Telematics was a divisive subject among fleet managers in the November 2017 Fleet200 Executive Club meeting.
One fleet operator expressed concerns that “telematics can open up a liability can of worms” if companies do not manage the data and act accordingly.
Alongside the benefits and drawbacks of telematics, delegates discussed the advantages of front and driver-facing cameras – both of which can be met with friction from unions and drivers.
Summary of discussion points:
- Telematics is primarily being used to record vehicle location, journey details and business mileage.
- Some operators are avoiding using their system’s full functionality as the data streams are so big they may be liable for any unnoticed information. One fleet manager said: “In the event of a fatality the police will ask to see the data and if it shows that drivers are consistently speeding but the company has not offered training then it will be liable.”
- One fleet operator described telematics as “a double-edged sword”. If they do install the units and overlook data then they could be liable in the event of a fatality but, but on the other hand, if they have a large fleet without telematics units and a collision/fatality occurs authorities may question why telematics was not installed.

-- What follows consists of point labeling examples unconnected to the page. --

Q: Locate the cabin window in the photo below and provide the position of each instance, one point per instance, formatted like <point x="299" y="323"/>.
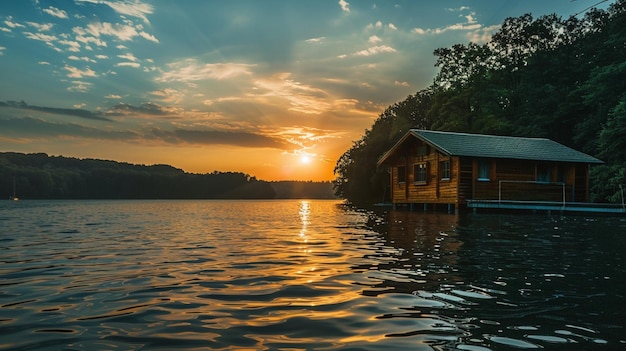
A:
<point x="484" y="169"/>
<point x="444" y="169"/>
<point x="422" y="150"/>
<point x="420" y="170"/>
<point x="543" y="174"/>
<point x="401" y="174"/>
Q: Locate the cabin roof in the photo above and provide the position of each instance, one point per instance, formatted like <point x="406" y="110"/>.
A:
<point x="492" y="146"/>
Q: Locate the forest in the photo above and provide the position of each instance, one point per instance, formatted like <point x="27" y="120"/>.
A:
<point x="40" y="176"/>
<point x="563" y="79"/>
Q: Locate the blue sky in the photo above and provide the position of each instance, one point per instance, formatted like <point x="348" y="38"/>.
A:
<point x="278" y="89"/>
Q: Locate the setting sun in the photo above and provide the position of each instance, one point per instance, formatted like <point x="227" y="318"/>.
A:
<point x="305" y="159"/>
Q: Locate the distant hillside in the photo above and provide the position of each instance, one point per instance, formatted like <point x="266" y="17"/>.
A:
<point x="39" y="176"/>
<point x="303" y="190"/>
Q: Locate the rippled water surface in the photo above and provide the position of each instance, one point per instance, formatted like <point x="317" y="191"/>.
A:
<point x="290" y="275"/>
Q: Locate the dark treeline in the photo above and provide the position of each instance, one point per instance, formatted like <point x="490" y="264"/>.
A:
<point x="39" y="176"/>
<point x="563" y="79"/>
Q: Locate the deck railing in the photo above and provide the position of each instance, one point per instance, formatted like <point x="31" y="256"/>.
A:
<point x="536" y="183"/>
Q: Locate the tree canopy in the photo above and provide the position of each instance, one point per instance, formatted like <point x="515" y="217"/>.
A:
<point x="550" y="77"/>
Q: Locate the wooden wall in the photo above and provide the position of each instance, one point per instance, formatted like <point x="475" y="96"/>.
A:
<point x="519" y="178"/>
<point x="434" y="190"/>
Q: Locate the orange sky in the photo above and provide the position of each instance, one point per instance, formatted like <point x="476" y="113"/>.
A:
<point x="278" y="90"/>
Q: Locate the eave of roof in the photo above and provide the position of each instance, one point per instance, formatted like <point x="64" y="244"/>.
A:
<point x="491" y="146"/>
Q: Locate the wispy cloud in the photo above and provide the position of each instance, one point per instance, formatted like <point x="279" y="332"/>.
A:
<point x="128" y="64"/>
<point x="42" y="27"/>
<point x="79" y="86"/>
<point x="9" y="23"/>
<point x="53" y="110"/>
<point x="190" y="70"/>
<point x="123" y="32"/>
<point x="53" y="11"/>
<point x="134" y="8"/>
<point x="78" y="73"/>
<point x="470" y="24"/>
<point x="315" y="40"/>
<point x="374" y="50"/>
<point x="345" y="6"/>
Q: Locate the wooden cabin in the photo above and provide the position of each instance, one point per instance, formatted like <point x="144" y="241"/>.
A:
<point x="432" y="167"/>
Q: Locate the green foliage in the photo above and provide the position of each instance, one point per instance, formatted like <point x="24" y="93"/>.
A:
<point x="543" y="77"/>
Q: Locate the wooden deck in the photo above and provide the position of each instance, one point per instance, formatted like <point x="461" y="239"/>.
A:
<point x="583" y="207"/>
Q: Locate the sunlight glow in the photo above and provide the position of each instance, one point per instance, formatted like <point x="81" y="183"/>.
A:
<point x="305" y="159"/>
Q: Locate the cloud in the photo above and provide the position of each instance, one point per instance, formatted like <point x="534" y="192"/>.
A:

- Managers agreed that businesses must first establish what the telematics would be used for, and favour bite-size chunks of data over a large stream to reduce the risk of liability and focus company aims.
- One fleet operator suggested that companies should not be held liable for a driver’s actions if they have a clear driver policy and the driver has gone against it and caused an accident.
- The extensive data can be managed by hiring an analyst. This has proven successful for one fleet manager but many businesses do not have the resource to employ additional staff.
- The majority of fleet managers had not installed any cameras due to negative reactions from union members and drivers, but agreed that forward-facing cameras would be installed to protect members of staff rather than monitor.
- Telematics and cameras can have a bad reputation among drivers and are seen as a “Big Brother way to spy on employees”. However, most managers agreed that commercial vehicle drivers expect telematics to be fitted.